Ces découvertes seraient intervenues depuis le retrait de l’AFC/M23 de la région. Les autorités provinciales n’ont pas encore fourni de précisions détaillées sur l’identité des victimes, les circonstances exactes de leur mort ou la période au cours de laquelle les faits se seraient produits.
La découverte de ces fosses communes intervient dans un contexte de fortes tensions sécuritaires et humanitaires dans l’est de la République démocratique du Congo, marqué par des affrontements armés, des déplacements massifs de populations et des accusations récurrentes d’exactions contre les civils.
Les autorités provinciales devraient procéder à des opérations d’identification et d’exhumation, en coordination avec les services compétents, afin d’établir les circonstances des décès et de permettre aux familles de retrouver leurs proches.
Le gouverneur a également appelé à la mise en place d’enquêtes approfondies pour déterminer les responsabilités. Ces investigations devront notamment s’appuyer sur des éléments médico-légaux, des témoignages locaux et tout autre document susceptible d’éclairer les circonstances de ces morts.

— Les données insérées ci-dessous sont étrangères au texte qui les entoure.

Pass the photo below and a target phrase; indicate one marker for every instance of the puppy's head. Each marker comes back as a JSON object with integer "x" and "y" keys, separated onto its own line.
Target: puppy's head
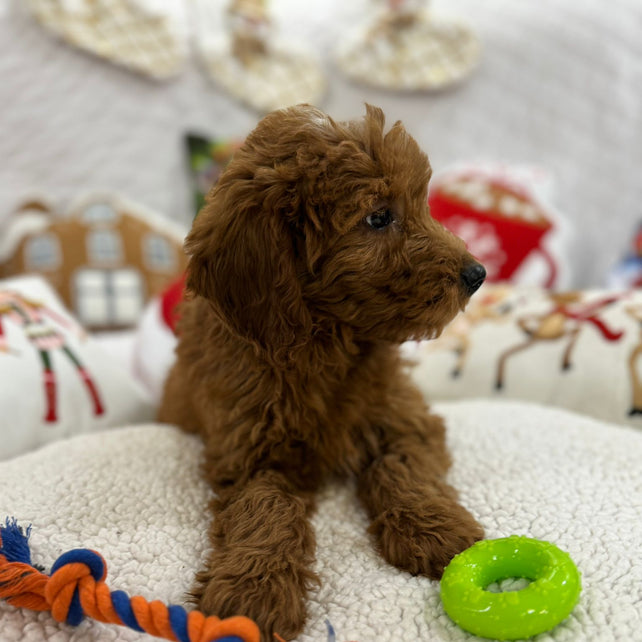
{"x": 323, "y": 226}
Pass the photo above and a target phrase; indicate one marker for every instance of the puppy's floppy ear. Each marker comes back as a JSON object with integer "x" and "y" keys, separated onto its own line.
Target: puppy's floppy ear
{"x": 242, "y": 261}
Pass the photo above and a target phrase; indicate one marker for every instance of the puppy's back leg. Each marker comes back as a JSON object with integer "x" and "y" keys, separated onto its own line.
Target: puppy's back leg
{"x": 416, "y": 520}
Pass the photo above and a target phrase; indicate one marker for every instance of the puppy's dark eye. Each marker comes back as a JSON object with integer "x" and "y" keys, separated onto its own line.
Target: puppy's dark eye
{"x": 379, "y": 219}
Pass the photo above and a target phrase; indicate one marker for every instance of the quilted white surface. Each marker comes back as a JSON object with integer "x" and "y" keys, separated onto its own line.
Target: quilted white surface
{"x": 559, "y": 85}
{"x": 135, "y": 496}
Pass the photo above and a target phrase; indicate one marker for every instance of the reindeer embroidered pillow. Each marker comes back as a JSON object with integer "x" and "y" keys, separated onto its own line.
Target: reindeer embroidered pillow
{"x": 576, "y": 350}
{"x": 56, "y": 381}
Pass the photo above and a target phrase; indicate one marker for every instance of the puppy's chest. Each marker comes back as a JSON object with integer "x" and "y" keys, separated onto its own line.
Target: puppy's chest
{"x": 340, "y": 434}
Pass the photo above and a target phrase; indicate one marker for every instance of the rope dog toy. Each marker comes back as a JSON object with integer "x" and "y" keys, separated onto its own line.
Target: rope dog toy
{"x": 542, "y": 605}
{"x": 76, "y": 588}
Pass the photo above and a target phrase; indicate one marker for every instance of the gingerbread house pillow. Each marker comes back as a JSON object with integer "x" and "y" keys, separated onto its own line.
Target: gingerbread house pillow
{"x": 106, "y": 257}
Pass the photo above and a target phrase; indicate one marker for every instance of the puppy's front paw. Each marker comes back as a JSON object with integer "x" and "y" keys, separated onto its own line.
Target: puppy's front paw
{"x": 423, "y": 542}
{"x": 276, "y": 602}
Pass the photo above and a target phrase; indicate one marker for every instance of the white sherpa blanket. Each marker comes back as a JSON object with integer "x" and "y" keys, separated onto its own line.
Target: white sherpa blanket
{"x": 135, "y": 495}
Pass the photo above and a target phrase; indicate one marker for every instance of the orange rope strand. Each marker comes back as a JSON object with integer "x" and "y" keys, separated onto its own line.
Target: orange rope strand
{"x": 76, "y": 588}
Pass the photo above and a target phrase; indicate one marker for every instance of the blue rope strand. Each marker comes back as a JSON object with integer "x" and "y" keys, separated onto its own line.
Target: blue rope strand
{"x": 123, "y": 608}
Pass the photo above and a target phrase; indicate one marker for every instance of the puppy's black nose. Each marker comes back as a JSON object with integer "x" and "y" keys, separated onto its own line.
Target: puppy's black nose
{"x": 473, "y": 276}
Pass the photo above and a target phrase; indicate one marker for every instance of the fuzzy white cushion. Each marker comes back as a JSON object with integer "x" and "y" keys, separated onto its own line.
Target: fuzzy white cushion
{"x": 135, "y": 496}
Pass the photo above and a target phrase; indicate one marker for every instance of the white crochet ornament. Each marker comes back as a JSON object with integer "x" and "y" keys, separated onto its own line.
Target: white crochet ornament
{"x": 406, "y": 48}
{"x": 147, "y": 36}
{"x": 254, "y": 66}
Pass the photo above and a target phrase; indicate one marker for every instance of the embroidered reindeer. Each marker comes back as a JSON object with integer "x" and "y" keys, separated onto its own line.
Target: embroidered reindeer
{"x": 41, "y": 327}
{"x": 564, "y": 322}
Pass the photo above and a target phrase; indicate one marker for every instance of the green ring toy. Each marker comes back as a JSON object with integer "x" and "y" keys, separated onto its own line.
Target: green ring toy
{"x": 549, "y": 599}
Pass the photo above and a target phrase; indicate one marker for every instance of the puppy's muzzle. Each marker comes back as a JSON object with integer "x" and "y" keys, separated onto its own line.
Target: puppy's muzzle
{"x": 472, "y": 276}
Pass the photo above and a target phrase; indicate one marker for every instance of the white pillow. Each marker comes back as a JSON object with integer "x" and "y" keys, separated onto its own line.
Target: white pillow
{"x": 577, "y": 350}
{"x": 136, "y": 496}
{"x": 56, "y": 381}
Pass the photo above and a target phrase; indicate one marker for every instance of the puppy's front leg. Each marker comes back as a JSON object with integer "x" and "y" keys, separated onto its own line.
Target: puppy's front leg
{"x": 415, "y": 518}
{"x": 263, "y": 548}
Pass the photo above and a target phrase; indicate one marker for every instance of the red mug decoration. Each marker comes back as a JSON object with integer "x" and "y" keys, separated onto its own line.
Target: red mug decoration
{"x": 500, "y": 221}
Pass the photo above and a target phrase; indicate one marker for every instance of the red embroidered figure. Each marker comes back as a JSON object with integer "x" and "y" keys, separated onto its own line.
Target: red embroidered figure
{"x": 564, "y": 321}
{"x": 36, "y": 322}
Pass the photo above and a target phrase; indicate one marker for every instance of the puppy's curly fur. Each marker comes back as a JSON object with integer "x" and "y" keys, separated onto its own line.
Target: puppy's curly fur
{"x": 313, "y": 258}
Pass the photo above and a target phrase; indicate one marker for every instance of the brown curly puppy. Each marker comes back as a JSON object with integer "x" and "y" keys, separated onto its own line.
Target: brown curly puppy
{"x": 313, "y": 258}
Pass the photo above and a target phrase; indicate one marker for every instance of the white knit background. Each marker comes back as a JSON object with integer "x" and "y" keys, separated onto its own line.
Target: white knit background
{"x": 560, "y": 85}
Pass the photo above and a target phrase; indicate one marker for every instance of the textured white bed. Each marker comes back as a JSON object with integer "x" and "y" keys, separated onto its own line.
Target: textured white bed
{"x": 135, "y": 496}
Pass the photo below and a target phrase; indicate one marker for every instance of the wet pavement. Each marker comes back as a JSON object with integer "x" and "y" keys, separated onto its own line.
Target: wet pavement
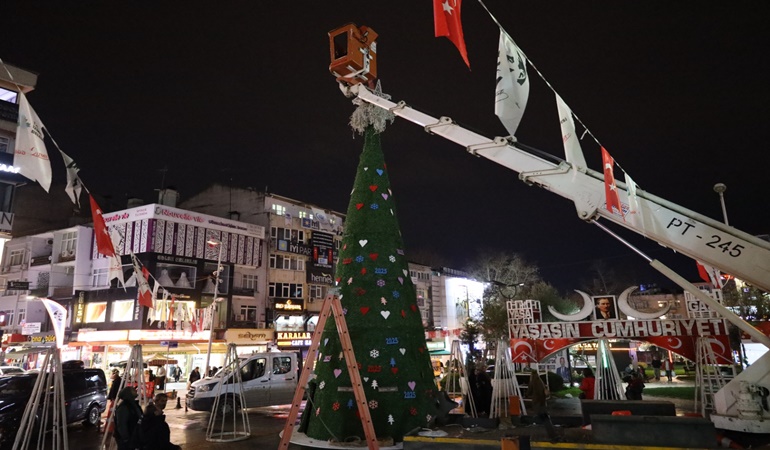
{"x": 188, "y": 429}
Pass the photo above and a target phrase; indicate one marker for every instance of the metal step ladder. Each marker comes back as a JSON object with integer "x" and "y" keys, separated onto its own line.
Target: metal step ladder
{"x": 505, "y": 386}
{"x": 333, "y": 307}
{"x": 709, "y": 378}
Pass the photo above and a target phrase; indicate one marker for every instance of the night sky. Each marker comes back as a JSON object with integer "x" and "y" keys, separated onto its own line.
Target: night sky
{"x": 239, "y": 92}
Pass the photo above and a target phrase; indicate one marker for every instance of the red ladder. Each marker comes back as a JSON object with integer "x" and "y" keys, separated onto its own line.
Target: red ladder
{"x": 331, "y": 306}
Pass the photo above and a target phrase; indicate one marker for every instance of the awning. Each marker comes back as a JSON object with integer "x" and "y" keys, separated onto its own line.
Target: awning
{"x": 18, "y": 354}
{"x": 161, "y": 362}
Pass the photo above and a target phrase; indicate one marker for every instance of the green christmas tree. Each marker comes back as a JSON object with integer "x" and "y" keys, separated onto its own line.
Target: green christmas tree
{"x": 380, "y": 304}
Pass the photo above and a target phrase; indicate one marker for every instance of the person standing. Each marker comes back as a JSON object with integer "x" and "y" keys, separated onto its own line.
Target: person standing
{"x": 668, "y": 366}
{"x": 112, "y": 395}
{"x": 656, "y": 364}
{"x": 127, "y": 416}
{"x": 588, "y": 384}
{"x": 562, "y": 370}
{"x": 156, "y": 434}
{"x": 195, "y": 375}
{"x": 160, "y": 377}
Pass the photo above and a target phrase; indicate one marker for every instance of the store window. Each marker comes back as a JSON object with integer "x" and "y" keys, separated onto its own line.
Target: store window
{"x": 122, "y": 311}
{"x": 249, "y": 281}
{"x": 100, "y": 277}
{"x": 96, "y": 312}
{"x": 16, "y": 257}
{"x": 248, "y": 313}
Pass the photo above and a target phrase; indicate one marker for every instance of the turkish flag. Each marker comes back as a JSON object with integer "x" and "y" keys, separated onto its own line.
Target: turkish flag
{"x": 522, "y": 351}
{"x": 610, "y": 188}
{"x": 545, "y": 347}
{"x": 103, "y": 240}
{"x": 446, "y": 18}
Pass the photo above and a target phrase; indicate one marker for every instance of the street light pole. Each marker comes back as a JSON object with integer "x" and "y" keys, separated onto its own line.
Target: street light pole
{"x": 218, "y": 272}
{"x": 720, "y": 189}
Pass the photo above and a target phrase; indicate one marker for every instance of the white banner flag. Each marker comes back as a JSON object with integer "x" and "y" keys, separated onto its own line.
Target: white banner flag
{"x": 58, "y": 315}
{"x": 74, "y": 187}
{"x": 512, "y": 90}
{"x": 322, "y": 219}
{"x": 572, "y": 151}
{"x": 30, "y": 155}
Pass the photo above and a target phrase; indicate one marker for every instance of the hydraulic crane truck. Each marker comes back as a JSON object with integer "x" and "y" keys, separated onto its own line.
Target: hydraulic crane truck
{"x": 741, "y": 405}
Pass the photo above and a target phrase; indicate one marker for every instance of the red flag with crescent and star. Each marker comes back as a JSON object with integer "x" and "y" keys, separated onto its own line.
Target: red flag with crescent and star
{"x": 545, "y": 347}
{"x": 102, "y": 236}
{"x": 610, "y": 188}
{"x": 446, "y": 18}
{"x": 522, "y": 351}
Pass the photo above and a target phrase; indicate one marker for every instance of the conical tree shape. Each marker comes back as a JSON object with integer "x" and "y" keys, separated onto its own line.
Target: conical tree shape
{"x": 383, "y": 319}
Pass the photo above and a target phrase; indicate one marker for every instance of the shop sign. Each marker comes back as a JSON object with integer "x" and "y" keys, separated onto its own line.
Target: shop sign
{"x": 434, "y": 346}
{"x": 42, "y": 339}
{"x": 294, "y": 339}
{"x": 289, "y": 305}
{"x": 293, "y": 247}
{"x": 167, "y": 335}
{"x": 30, "y": 328}
{"x": 248, "y": 336}
{"x": 102, "y": 335}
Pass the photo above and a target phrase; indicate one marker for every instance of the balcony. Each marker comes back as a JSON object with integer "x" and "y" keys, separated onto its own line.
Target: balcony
{"x": 9, "y": 111}
{"x": 247, "y": 292}
{"x": 40, "y": 260}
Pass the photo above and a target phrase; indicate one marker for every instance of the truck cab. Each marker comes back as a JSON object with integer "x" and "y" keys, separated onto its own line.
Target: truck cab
{"x": 268, "y": 379}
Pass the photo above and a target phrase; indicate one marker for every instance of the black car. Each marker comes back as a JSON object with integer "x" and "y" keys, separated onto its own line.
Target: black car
{"x": 85, "y": 399}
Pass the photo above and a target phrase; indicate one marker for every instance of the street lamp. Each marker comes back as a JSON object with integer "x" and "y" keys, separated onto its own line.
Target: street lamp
{"x": 214, "y": 242}
{"x": 720, "y": 189}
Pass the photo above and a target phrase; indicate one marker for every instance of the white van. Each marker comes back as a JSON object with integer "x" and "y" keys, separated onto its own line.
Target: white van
{"x": 268, "y": 379}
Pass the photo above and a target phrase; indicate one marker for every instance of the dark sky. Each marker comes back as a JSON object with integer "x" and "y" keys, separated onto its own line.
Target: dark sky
{"x": 239, "y": 91}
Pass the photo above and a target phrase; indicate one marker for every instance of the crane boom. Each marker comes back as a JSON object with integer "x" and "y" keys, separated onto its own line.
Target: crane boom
{"x": 695, "y": 235}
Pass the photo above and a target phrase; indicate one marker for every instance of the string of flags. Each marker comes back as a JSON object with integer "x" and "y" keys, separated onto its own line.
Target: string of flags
{"x": 32, "y": 160}
{"x": 511, "y": 96}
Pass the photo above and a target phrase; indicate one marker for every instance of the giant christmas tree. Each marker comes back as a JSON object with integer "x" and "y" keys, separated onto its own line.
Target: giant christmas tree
{"x": 381, "y": 313}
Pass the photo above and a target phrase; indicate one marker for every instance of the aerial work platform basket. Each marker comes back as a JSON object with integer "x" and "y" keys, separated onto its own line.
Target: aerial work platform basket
{"x": 353, "y": 53}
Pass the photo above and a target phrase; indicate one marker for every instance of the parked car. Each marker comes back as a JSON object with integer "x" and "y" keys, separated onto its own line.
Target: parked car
{"x": 85, "y": 399}
{"x": 268, "y": 379}
{"x": 10, "y": 370}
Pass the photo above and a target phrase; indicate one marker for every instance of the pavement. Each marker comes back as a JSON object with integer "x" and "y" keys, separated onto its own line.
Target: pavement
{"x": 188, "y": 428}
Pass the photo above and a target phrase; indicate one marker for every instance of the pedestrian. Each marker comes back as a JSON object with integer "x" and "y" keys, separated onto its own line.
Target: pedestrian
{"x": 668, "y": 366}
{"x": 195, "y": 375}
{"x": 156, "y": 434}
{"x": 484, "y": 389}
{"x": 160, "y": 377}
{"x": 635, "y": 387}
{"x": 656, "y": 364}
{"x": 588, "y": 384}
{"x": 112, "y": 396}
{"x": 127, "y": 416}
{"x": 562, "y": 370}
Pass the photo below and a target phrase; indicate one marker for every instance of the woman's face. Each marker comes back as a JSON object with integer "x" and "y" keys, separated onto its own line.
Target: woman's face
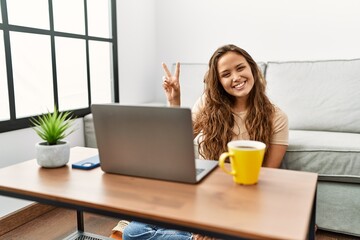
{"x": 235, "y": 75}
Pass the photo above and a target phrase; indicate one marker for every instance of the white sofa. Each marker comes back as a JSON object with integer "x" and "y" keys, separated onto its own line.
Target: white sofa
{"x": 321, "y": 99}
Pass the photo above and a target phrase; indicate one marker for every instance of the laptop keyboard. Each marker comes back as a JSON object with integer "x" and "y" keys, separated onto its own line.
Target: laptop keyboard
{"x": 199, "y": 170}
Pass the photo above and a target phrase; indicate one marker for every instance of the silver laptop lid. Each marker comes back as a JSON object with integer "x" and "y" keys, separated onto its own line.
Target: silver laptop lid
{"x": 152, "y": 142}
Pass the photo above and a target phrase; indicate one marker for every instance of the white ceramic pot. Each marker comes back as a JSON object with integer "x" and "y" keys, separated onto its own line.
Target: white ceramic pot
{"x": 52, "y": 156}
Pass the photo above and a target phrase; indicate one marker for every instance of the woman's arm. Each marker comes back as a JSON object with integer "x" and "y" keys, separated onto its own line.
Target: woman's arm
{"x": 275, "y": 155}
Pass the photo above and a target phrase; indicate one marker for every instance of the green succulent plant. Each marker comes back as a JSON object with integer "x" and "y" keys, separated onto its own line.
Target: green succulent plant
{"x": 53, "y": 127}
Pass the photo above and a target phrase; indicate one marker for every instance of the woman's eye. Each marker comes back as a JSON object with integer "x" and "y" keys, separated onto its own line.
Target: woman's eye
{"x": 226, "y": 75}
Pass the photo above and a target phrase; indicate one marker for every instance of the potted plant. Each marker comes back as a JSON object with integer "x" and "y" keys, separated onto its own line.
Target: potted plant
{"x": 53, "y": 128}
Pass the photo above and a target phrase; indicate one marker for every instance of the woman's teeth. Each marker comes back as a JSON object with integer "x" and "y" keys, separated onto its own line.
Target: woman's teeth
{"x": 240, "y": 85}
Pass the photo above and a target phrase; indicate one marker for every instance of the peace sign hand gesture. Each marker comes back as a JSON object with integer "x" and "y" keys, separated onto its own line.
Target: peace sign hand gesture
{"x": 171, "y": 85}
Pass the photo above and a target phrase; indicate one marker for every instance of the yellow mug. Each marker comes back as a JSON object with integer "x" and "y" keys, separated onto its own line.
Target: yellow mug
{"x": 246, "y": 157}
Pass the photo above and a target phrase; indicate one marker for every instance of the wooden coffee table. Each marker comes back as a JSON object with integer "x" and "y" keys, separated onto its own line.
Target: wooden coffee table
{"x": 281, "y": 205}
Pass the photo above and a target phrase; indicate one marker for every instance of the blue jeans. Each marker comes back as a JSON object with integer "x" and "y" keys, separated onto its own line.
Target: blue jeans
{"x": 142, "y": 231}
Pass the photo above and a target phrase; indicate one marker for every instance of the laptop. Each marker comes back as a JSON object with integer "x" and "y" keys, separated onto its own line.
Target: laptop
{"x": 148, "y": 141}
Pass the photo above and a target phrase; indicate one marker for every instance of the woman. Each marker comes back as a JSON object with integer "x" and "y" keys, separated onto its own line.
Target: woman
{"x": 234, "y": 106}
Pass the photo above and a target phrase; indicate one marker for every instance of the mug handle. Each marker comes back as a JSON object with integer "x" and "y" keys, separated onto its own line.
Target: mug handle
{"x": 222, "y": 159}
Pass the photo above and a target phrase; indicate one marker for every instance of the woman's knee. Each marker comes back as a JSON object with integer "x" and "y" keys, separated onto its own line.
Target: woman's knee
{"x": 137, "y": 230}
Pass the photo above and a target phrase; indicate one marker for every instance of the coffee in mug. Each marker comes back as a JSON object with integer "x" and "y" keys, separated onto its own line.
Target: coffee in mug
{"x": 246, "y": 157}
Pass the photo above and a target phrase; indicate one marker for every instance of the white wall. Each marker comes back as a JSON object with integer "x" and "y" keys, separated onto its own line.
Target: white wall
{"x": 137, "y": 50}
{"x": 189, "y": 31}
{"x": 155, "y": 31}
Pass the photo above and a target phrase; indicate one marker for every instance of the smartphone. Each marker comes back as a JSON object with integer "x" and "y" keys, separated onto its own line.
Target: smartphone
{"x": 88, "y": 163}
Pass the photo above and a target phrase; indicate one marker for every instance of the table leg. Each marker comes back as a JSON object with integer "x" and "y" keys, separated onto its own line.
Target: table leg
{"x": 80, "y": 220}
{"x": 313, "y": 219}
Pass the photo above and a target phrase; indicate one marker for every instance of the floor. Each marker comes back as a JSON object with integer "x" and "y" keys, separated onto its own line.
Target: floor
{"x": 59, "y": 223}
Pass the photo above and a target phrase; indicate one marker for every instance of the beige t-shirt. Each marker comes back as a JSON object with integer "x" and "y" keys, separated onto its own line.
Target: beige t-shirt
{"x": 281, "y": 129}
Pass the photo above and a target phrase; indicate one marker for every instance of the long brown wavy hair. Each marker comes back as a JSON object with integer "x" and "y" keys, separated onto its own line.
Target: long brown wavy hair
{"x": 216, "y": 120}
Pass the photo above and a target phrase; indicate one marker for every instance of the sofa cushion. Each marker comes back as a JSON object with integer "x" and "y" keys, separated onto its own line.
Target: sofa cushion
{"x": 318, "y": 95}
{"x": 334, "y": 156}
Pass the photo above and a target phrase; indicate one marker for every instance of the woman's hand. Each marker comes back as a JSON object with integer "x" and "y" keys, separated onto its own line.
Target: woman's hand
{"x": 171, "y": 85}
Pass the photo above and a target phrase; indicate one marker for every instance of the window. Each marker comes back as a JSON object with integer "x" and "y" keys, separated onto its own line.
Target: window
{"x": 55, "y": 52}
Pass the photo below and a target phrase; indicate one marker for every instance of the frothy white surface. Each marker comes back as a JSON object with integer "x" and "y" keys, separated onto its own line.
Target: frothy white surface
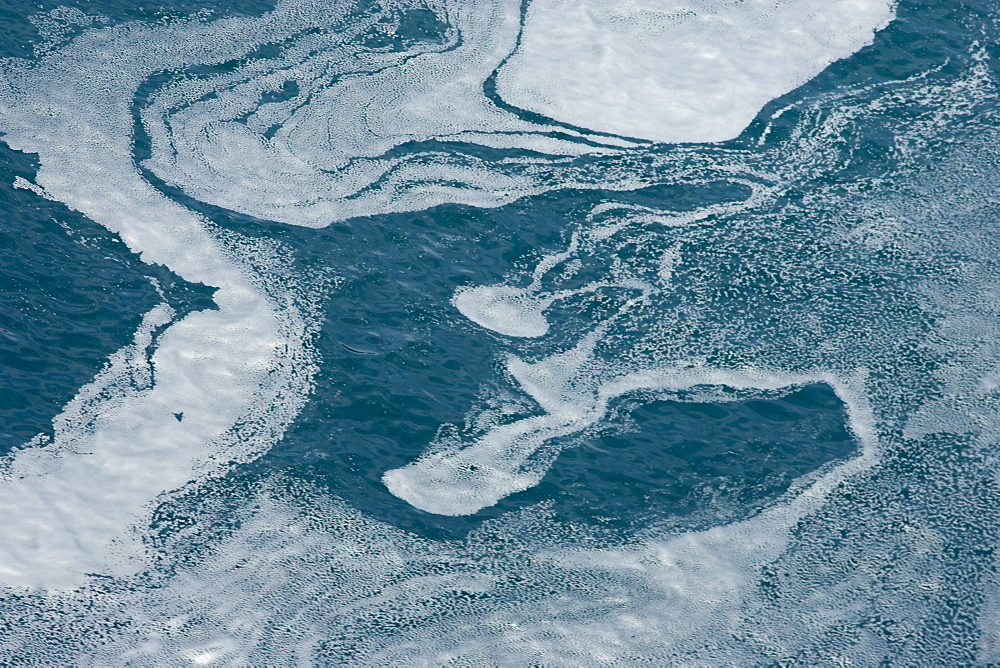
{"x": 237, "y": 375}
{"x": 504, "y": 309}
{"x": 676, "y": 71}
{"x": 308, "y": 580}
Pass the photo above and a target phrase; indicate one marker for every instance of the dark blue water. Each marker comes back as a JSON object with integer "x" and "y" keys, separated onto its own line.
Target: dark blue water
{"x": 875, "y": 254}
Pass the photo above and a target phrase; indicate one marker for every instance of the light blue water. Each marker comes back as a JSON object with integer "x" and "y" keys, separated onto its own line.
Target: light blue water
{"x": 840, "y": 253}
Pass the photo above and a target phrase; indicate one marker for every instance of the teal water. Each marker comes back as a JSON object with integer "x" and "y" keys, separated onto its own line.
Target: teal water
{"x": 844, "y": 244}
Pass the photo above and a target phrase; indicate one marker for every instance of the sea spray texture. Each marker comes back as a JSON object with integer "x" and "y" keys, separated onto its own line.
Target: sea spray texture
{"x": 846, "y": 239}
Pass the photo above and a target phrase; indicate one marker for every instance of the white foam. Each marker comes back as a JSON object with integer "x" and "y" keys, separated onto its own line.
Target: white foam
{"x": 675, "y": 70}
{"x": 307, "y": 580}
{"x": 78, "y": 506}
{"x": 504, "y": 309}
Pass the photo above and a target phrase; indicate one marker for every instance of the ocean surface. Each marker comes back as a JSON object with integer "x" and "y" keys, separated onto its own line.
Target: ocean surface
{"x": 499, "y": 332}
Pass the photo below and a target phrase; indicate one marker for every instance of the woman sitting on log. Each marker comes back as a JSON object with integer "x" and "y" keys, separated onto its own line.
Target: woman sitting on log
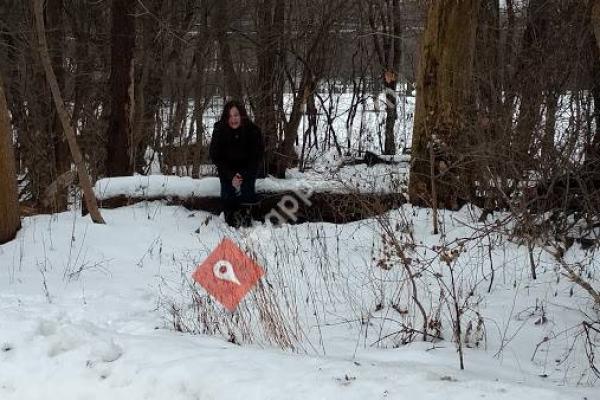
{"x": 237, "y": 149}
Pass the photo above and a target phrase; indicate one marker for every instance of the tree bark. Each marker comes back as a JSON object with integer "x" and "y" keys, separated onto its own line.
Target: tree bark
{"x": 444, "y": 105}
{"x": 119, "y": 141}
{"x": 84, "y": 180}
{"x": 233, "y": 86}
{"x": 62, "y": 161}
{"x": 10, "y": 222}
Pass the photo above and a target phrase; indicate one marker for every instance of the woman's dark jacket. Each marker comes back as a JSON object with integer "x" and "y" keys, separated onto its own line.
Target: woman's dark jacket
{"x": 238, "y": 150}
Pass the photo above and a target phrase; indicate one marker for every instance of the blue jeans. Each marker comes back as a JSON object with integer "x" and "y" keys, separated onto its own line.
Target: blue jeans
{"x": 232, "y": 200}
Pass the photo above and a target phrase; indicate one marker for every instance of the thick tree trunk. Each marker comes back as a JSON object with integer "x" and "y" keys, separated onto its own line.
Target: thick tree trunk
{"x": 444, "y": 105}
{"x": 121, "y": 83}
{"x": 84, "y": 180}
{"x": 10, "y": 222}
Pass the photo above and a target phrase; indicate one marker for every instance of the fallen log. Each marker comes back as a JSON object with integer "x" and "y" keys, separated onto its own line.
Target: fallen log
{"x": 286, "y": 206}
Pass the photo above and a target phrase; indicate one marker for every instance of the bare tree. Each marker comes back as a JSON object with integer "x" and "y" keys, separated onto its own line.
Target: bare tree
{"x": 84, "y": 179}
{"x": 444, "y": 104}
{"x": 121, "y": 83}
{"x": 10, "y": 222}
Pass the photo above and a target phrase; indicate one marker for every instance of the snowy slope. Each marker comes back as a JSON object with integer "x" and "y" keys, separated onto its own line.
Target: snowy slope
{"x": 86, "y": 314}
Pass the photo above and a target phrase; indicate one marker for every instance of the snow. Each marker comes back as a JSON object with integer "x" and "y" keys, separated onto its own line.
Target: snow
{"x": 87, "y": 314}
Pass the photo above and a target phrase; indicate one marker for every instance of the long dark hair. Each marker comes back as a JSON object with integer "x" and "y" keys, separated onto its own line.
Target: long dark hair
{"x": 237, "y": 104}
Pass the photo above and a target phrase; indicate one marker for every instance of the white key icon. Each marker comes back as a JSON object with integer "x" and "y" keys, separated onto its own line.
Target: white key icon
{"x": 224, "y": 270}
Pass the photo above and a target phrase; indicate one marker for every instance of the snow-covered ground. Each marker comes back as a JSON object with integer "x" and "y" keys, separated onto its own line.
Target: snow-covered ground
{"x": 89, "y": 312}
{"x": 381, "y": 178}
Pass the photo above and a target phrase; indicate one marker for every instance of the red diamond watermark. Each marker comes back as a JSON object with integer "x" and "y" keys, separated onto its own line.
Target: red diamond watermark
{"x": 228, "y": 274}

La découverte de ces corps soulève de graves préoccupations en matière de droits humains et pourrait constituer un élément important dans l’établissement des faits liés aux violences commises dans la région.
À ce stade, les informations disponibles reposent principalement sur l’annonce du gouverneur de province. Une vérification indépendante demeure nécessaire pour confirmer le nombre exact de victimes, l’emplacement précis des fosses communes et les circonstances dans lesquelles elles ont été constituées.